A comparison of remotely sensed environmental predictors for avian distributions

Abstract

With greater accessibility and processing power from online platforms, summaries of remotely sensed data are increasingly used in species distribution models (SDMs). Comparisons of the predictive power of these environmental variables could inform SDMs moving forward. We evaluated the performance of freely available Landsat data as predictor sets for SDMs. Our objectives were to (1) compare the performance of single season SDMs built on mean values of raw spectral bands, Tasseled Cap transformations, and eight different indices, including NDVI, (2) evaluate the performance gain with the addition of standard deviation, textural metrics, and additional seasons, and (3) compare the performance of SDMs built on these continuous spectral predictor sets to SDMs built on classified land cover data (e.g., percent forest cover).
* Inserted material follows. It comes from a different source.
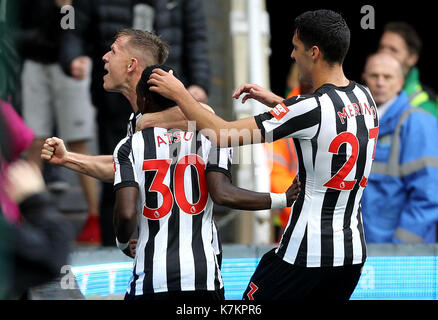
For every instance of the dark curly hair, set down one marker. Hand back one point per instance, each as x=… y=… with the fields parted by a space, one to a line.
x=327 y=30
x=147 y=99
We used statewide point counts to build multi-scale SDMs for 13 avian species across Oregon, USA. We compared the performance of SDMs built on each predictor set based on our objectives. Of the Landsat-derived predictor sets, SDMs built on raw spectral bands had the highest overall performance with nearly equivalent performance in Tasseled-Cap models. While performance gains from standard deviations, textural metrics, and additional seasons were minimal in raw-band and Tasseled-Cap models, gains were appreciable in single-index models. Classified land cover models performed equivalently to raw band models. When predictive performance is paramount, means of raw Landsat bands are strong predictors for avian SDMs. When parsimonious variables are essential, SDMs of single indices (e.g., NDVI) greatly benefit from additional information, such as standard deviation.